Using the kalman filter with Arima for the COVID-19 pandemic dataset of Pakistan

Muhammad Aslam 1
PMCID: PMC7292003  PMID: 32572378

Abstract

The current pandemic of the Novel Corona virus (COVID-19) has resulted in multifold challenges related to health, economy, and society, etc. for the entire world. Many mathematical epidemiological models have been tried for the available data of the COVID-19 pandemic with the core objective to observe the trend and trajectories of infected cases, recoveries, and deaths, etc. However, these models have their own assumptions and parameters and vary with regional demography. This article suggests the use of a more pragmatic approach of the Kalman filter with the Autoregressive Integrated Moving Average (ARIMA) models in order to obtain more precise forecasts for the figures of prevalence, active cases, recoveries, and deaths related to the COVID-19 outbreak in Pakistan.

Keywords: Arima model, COVID-2019 pandemic, Forecast, Holt-winters’ method, Infection control, Kalman filter, SutteARIMA, State space model


Specifications Table

Subject Infectious diseases
Specific subject area Time-series and econometric modeling
Type of data Table
Graph
How data were acquired The data were acquired from the official website maintained by the Government of Pakistan (http://covid.gov.pk/).
Instruments: Programming language R and its packages, “TSPred” “forecast”, and “SutteForecastR” were used for the analyses.
Data format The data are in raw format and have been analyzed. An Excel file with data has been uploaded.
Parameters for data collection The dataset consists of daily reported total (cumulative) confirmed & active cases of COVID-19, recoveries, and deaths. The parameters were used for the Kalman-filtered ARIMA models.
Description of data collection The daily prevalence data of cumulative confirmed COVID-19 cases, active cases, recoveries, and deaths in Pakistan from February 26, 2020, to April 30, 2020, were collected from the official website of the Government of Pakistan (http://covid.gov.pk/), and MS-Excel 2019 was used to build a time-series database for further analysis.
Data source location Ministry of National Health Services
Islamabad
Pakistan
Data accessibility Raw data can be retrieved from
http://covid.gov.pk/stats/pakistan

Value of the Data

  • These data are useful because they provide a forecast for not only the number of confirmed cases reflecting the outbreak of the COVID-2019 pandemic but the number of active cases, recoveries, and deaths as well, thus representing a valid and objective tool for monitoring infection prevalence and control.

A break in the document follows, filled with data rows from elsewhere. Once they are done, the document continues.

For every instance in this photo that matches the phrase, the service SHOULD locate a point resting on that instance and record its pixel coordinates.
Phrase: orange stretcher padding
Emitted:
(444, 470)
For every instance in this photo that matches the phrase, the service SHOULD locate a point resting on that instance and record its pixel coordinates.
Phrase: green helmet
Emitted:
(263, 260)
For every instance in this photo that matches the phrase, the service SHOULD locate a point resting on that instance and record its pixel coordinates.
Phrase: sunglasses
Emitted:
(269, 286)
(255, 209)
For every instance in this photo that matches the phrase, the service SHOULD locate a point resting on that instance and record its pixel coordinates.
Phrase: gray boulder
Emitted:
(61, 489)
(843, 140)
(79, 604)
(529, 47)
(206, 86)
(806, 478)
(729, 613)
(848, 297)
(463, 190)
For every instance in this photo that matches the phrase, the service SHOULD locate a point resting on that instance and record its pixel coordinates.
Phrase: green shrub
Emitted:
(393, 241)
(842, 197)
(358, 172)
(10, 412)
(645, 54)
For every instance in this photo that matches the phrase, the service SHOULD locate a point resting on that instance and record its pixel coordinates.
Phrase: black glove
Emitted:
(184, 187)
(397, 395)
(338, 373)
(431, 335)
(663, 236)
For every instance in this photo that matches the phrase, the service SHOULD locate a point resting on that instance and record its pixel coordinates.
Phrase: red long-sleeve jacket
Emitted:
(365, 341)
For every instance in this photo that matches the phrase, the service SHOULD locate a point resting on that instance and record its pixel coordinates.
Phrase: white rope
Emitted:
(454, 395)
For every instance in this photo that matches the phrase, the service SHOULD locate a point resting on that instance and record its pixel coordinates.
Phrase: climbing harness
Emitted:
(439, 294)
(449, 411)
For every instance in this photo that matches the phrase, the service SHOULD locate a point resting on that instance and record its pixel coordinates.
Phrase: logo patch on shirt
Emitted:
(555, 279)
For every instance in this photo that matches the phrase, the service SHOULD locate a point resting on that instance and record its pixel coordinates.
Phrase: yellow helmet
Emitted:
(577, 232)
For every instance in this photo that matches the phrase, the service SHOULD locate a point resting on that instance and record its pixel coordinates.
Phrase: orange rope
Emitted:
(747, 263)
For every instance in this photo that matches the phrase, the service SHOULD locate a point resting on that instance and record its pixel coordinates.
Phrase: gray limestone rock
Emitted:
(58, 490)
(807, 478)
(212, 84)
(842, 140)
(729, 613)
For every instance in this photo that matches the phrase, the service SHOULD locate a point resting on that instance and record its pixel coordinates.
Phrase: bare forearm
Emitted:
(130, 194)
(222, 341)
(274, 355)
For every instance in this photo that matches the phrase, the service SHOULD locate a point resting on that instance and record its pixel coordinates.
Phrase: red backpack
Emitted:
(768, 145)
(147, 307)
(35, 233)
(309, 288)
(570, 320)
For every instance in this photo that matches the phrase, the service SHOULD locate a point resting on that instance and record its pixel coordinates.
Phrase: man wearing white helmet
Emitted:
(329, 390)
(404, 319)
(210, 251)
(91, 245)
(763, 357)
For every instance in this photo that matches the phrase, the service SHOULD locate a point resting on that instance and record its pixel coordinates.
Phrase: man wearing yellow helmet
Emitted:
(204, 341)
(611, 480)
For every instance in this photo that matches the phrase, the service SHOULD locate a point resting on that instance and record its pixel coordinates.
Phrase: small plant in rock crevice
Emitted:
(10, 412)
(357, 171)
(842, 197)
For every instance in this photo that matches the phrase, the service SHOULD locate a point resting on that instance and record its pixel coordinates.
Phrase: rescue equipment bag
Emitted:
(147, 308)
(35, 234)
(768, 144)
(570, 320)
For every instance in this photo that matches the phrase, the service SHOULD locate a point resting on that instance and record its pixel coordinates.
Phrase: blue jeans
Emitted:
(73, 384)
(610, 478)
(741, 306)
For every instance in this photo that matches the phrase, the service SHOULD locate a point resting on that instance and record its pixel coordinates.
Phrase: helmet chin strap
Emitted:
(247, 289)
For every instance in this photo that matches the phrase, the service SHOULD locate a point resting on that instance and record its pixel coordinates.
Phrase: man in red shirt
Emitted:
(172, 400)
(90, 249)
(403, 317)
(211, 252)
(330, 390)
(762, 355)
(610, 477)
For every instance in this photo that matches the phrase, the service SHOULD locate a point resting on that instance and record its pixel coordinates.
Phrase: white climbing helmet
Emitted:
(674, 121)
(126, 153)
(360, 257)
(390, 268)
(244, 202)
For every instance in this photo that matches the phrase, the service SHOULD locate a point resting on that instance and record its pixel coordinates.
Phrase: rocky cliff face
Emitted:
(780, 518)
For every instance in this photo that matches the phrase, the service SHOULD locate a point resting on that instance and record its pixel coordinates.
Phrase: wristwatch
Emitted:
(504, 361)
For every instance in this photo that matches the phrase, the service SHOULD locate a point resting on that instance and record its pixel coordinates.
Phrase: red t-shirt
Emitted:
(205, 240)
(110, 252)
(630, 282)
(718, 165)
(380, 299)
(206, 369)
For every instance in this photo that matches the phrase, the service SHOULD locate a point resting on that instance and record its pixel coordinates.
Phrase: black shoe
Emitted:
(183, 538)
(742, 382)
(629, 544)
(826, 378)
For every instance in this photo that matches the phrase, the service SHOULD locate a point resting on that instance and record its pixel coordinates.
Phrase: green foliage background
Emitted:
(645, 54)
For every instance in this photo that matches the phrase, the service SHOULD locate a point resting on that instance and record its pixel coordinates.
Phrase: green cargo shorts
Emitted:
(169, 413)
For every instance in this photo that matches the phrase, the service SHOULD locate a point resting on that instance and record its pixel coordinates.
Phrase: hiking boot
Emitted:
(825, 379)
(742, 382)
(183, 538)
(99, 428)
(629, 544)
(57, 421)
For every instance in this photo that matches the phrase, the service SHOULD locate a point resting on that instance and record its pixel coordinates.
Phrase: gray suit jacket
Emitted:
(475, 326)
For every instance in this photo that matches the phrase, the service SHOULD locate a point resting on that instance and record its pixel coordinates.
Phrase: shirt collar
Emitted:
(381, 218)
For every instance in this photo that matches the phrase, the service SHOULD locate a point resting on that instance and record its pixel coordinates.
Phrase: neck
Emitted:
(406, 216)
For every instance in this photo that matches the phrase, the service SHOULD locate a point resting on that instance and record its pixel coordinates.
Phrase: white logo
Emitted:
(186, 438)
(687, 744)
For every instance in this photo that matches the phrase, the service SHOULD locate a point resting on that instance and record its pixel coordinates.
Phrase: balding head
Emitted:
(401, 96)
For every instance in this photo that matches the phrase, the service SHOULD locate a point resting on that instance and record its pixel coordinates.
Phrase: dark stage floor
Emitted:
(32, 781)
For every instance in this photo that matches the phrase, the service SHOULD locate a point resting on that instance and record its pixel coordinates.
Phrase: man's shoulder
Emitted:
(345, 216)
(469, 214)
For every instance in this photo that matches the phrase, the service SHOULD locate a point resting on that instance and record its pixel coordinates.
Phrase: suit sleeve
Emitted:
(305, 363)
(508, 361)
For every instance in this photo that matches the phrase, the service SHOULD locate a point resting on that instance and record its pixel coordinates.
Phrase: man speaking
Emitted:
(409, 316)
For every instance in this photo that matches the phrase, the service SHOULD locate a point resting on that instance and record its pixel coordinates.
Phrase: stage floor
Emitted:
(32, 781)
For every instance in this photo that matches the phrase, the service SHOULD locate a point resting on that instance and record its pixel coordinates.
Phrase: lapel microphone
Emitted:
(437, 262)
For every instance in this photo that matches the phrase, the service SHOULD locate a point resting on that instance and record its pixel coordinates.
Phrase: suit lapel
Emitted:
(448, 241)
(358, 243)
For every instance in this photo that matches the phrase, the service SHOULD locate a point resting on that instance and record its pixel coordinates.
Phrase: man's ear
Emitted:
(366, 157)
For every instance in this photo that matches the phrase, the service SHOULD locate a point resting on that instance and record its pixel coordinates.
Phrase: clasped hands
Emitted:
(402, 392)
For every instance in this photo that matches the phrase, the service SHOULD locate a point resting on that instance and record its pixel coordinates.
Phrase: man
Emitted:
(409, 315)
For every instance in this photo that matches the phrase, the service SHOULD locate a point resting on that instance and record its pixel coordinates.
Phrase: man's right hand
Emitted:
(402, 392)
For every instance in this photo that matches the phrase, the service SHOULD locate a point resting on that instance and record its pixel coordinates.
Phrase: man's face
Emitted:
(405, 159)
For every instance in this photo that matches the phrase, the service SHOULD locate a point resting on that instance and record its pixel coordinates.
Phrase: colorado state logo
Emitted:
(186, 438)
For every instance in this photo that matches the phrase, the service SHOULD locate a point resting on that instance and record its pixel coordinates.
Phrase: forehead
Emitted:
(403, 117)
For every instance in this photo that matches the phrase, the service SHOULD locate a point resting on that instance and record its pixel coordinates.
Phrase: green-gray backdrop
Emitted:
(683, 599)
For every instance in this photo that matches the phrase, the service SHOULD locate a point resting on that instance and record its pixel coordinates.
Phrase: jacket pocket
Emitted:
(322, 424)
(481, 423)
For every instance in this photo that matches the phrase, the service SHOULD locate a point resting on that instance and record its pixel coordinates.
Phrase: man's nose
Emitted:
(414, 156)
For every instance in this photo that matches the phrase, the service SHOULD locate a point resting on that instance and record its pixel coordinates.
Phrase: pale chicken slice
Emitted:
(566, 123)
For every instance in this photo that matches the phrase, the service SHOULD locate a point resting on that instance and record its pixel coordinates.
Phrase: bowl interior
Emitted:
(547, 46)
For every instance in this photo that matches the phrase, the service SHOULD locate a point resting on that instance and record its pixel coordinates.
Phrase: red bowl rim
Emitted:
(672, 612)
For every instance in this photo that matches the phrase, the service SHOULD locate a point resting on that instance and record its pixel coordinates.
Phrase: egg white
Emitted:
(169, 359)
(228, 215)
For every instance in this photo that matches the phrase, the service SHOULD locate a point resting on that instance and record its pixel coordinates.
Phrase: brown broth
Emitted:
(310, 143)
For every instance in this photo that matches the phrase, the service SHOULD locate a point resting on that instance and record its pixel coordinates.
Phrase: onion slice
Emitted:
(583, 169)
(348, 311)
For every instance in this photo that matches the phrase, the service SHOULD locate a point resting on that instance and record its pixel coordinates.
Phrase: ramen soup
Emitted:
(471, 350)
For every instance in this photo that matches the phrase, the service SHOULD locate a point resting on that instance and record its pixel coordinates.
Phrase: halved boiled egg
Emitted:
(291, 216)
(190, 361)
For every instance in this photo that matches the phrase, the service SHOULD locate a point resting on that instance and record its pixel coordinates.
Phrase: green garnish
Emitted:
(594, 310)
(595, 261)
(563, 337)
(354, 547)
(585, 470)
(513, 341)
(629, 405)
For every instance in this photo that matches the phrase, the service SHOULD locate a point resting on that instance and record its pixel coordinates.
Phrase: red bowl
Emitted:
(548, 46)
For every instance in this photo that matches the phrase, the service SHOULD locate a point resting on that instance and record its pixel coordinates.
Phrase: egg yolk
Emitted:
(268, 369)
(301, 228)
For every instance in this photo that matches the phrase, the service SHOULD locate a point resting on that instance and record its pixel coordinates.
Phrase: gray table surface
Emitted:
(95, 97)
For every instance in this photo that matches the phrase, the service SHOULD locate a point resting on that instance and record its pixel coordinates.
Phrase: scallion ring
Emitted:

  • The institutions involved in the command and control of the pandemic and the general public can both benefit from these data when using outcomes of the fitted models.

  • With the help of fitted models and the use of available data, some reliable forecasts of infected cases, active cases, recoveries, and deaths can be made for the future.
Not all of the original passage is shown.